Un espace d’émotion, pas de démonstration
Il n’y a pas de volonté démonstrative dans cette série. Pas de message. Pas de preuve.
Je ne cherche ni à dénoncer, ni à célébrer. Je me tiens ailleurs.
Dans un entre-deux que seule la photographie permet : celui de la contemplation active.
Les images peuvent sembler calmes, presque vides. Mais elles sont pleines de tension.
Elles contiennent le mouvement qui les a précédées. Et celui, pressenti, qui les suivra.
Elles sont habitées. Par ceux qu’on voit. Par ceux qu’on devine. Par ceux qui sont déjà partis.
Ce que cette série dit de moi
Cette série ne parle pas seulement de New York. Elle parle de ma manière d’être au monde.
De mon besoin de ralentir. De regarder sans posséder. De comprendre sans expliquer.
Je ne suis pas un photographe de l’instant spectaculaire.
Je suis un photographe de l’instant silencieux.
Celui qu’on ne voit pas toujours. Celui qu’on sent. Celui qui nous reste en tête sans qu’on sache pourquoi.
New York m’a offert ces instants-là. Parfois au détour d’une rue. Parfois après des heures sans rien.

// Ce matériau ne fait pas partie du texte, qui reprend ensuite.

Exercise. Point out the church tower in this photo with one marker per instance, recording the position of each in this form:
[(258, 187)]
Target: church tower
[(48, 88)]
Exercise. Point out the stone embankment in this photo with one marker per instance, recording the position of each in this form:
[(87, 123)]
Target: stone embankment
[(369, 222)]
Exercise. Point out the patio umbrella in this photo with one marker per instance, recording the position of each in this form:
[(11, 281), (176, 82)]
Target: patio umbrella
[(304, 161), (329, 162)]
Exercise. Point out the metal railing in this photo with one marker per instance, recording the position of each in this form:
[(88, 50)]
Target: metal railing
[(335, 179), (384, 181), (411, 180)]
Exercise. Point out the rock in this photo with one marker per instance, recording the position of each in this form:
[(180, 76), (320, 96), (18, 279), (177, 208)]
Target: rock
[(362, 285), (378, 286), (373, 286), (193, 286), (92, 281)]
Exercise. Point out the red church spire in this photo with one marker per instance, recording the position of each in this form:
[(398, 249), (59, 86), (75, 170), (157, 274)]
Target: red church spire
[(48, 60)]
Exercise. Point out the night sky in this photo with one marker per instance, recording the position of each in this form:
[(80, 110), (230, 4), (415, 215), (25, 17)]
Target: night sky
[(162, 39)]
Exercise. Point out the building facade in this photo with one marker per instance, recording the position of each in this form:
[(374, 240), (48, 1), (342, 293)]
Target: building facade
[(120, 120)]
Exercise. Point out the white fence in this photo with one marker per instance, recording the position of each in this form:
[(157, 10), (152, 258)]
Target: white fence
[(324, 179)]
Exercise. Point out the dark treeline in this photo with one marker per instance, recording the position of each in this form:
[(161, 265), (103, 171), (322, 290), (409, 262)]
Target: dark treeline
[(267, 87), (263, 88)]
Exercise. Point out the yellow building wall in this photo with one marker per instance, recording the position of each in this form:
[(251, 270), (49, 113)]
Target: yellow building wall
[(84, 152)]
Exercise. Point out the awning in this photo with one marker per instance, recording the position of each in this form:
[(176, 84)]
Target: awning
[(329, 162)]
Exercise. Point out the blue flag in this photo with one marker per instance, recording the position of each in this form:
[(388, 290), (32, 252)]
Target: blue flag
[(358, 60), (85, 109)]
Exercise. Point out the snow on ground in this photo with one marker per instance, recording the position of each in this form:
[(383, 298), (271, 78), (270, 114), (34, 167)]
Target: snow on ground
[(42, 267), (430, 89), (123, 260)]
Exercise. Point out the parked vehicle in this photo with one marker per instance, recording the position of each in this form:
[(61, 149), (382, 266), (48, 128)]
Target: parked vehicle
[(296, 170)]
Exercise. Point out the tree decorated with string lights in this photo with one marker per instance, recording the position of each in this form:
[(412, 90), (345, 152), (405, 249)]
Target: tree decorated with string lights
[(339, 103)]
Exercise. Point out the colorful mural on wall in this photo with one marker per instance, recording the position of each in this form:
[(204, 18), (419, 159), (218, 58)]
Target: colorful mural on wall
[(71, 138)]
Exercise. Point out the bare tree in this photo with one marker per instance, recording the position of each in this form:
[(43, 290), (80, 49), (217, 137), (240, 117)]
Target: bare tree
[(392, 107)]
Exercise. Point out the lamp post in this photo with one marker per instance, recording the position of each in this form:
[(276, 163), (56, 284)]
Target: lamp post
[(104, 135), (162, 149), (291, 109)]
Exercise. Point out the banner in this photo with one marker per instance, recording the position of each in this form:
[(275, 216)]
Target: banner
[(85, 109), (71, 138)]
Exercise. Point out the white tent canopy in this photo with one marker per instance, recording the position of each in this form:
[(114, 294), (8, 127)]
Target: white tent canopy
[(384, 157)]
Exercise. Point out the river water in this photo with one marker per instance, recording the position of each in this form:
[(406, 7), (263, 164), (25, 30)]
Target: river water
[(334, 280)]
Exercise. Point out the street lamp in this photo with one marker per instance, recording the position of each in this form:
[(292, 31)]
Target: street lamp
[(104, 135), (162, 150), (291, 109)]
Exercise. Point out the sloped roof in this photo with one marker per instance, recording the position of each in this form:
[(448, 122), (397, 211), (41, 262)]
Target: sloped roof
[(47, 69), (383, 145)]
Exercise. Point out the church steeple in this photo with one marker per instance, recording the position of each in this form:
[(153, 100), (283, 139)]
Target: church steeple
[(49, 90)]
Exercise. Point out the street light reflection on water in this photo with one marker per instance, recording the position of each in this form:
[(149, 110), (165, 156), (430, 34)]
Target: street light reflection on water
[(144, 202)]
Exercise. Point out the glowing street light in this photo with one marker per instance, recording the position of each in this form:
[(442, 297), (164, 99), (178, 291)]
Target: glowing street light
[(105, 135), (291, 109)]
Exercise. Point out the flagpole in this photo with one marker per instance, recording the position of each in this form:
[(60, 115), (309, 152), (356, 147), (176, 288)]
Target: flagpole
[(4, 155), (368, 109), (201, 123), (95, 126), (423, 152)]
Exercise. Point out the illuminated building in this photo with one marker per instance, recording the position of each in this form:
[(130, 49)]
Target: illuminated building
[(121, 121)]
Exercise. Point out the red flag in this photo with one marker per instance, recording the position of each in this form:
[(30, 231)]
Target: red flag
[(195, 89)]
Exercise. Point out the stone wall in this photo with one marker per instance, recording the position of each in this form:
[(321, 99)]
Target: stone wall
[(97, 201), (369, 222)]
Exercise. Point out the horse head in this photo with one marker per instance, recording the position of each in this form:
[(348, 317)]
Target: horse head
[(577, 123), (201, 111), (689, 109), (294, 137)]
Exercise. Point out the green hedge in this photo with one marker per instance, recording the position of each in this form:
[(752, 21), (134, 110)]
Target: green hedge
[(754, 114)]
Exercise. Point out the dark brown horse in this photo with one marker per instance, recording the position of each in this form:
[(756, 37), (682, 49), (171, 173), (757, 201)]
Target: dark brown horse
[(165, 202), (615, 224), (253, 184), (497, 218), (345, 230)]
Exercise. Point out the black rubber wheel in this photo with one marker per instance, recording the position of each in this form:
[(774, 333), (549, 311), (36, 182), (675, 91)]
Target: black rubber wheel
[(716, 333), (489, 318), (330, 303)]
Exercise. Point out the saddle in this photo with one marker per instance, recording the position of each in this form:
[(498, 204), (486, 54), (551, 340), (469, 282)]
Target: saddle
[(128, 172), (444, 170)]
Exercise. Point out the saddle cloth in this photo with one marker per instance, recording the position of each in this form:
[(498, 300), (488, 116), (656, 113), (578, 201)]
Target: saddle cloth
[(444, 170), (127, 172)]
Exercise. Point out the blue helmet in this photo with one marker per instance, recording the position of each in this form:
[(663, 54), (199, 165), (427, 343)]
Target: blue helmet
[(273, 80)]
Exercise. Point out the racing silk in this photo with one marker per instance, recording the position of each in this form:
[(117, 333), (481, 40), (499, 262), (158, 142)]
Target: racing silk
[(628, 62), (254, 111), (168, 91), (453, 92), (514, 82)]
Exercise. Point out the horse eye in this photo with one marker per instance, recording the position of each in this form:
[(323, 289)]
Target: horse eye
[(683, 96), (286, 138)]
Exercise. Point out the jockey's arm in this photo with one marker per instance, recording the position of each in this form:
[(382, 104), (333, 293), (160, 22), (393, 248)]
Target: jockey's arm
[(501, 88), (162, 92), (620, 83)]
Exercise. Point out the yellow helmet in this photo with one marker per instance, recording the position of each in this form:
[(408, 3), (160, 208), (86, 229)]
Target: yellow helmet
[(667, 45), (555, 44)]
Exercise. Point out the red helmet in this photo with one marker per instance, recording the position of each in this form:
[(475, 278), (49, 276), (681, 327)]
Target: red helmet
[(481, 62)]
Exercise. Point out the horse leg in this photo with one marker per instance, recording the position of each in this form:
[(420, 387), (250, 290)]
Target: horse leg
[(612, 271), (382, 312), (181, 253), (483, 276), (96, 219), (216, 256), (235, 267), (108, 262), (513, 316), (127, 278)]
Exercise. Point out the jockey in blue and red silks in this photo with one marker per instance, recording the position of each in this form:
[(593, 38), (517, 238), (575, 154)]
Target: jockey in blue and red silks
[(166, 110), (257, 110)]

Et aujourd’hui, en rassemblant ces images, je mesure le chemin parcouru : non pas géographiquement, mais intérieurement.
Cette série est un autoportrait, en creux. C’est moi, face à une ville immense, en quête d’une forme d’équilibre.
Conclusion
“New York”, tel que je le propose ici, est un espace de pause. Une invitation à regarder autrement une ville mille fois photographiée. À la voir non pas comme un décor, mais comme un personnage complexe. Vivant. Fragile. Et profondément humain.
C’est une lettre visuelle. Un hommage. Un journal discontinu d’un lien que je n’ai jamais vraiment su nommer. Mais que j’ai tenté, image après image, de comprendre.